An implicit staggered hybrid finite volume/finite element solver for the incompressible Navier-Stokes equations

TL;DR

This paper introduces a fully implicit hybrid finite volume/finite element solver for incompressible Navier-Stokes equations, improving stability and efficiency for complex fluid flow simulations including blood flow in realistic geometries.

Contribution

It develops an implicit hybrid FV/FE method with advanced linear solvers and preconditioning, enhancing stability and computational performance over semi-implicit schemes.

Findings

Proves kinetic energy stability of the discrete advection scheme.

Demonstrates the method's effectiveness on classical fluid mechanics benchmarks.

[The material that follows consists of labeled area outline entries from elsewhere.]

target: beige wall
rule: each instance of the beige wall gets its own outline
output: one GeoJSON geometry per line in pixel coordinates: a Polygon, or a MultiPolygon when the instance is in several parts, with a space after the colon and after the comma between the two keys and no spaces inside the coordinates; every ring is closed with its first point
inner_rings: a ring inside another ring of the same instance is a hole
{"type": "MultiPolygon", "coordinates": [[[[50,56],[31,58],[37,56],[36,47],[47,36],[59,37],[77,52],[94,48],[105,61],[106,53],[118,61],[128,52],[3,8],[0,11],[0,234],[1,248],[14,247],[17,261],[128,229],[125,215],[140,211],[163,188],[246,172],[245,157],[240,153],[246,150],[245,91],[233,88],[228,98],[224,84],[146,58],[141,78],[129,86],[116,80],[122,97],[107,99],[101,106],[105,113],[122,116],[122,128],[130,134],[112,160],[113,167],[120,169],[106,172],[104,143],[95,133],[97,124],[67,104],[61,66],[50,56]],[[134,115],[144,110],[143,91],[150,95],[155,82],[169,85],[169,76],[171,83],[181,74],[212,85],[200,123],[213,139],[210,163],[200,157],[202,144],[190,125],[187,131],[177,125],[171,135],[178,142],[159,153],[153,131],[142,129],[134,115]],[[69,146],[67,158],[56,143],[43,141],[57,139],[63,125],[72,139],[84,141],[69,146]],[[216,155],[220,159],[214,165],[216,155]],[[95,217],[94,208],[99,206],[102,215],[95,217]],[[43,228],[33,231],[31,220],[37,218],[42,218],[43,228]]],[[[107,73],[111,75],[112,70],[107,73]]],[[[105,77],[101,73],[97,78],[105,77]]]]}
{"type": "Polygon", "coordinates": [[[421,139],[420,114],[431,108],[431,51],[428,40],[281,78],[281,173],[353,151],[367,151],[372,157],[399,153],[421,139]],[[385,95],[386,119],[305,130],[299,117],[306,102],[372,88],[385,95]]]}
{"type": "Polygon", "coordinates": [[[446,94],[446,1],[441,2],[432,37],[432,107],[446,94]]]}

Shows potential for realistic blood flow simulations in complex geometries.

Abstract

We present a novel fully implicit hybrid finite volume/finite element method for incompressible flows. Following previous works on semi-implicit hybrid FV/FE schemes, the incompressible Navier-Stokes equations are split into a pressure and a transport-diffusion subsystem. The first of them can be seen as a Poisson type problem and is thus solved efficiently using classical continuous Lagrange finite elements. On the other hand, finite volume methods are employed to solve the convective subsystem, in combination with Crouzeix-Raviart finite elements for the discretization of the viscous stress tensor. For some applications, the related CFL condition, even if depending only in the bulk velocity, may yield a severe time restriction in case explicit schemes are used. To overcome this issue an implicit approach is proposed. The system obtained from the implicit discretization of the transport-diffusion operator is solved using an inexact Newton-Krylov method, based either on the BiCStab or the GMRES algorithm. To improve the convergence properties of the linear solver a symmetric Gauss-Seidel (SGS) preconditioner is employed, together with a simple but efficient approach for the reordering of the grid elements that is compatible with MPI parallelization. Besides, considering the Ducros flux for the nonlinear convective terms we can prove that the discrete advection scheme is kinetic energy stable. The methodology is carefully assessed through a set of classical benchmarks for fluid mechanics. A last test shows the potential applicability of the method in the context of blood flow simulation in realistic vessel geometries.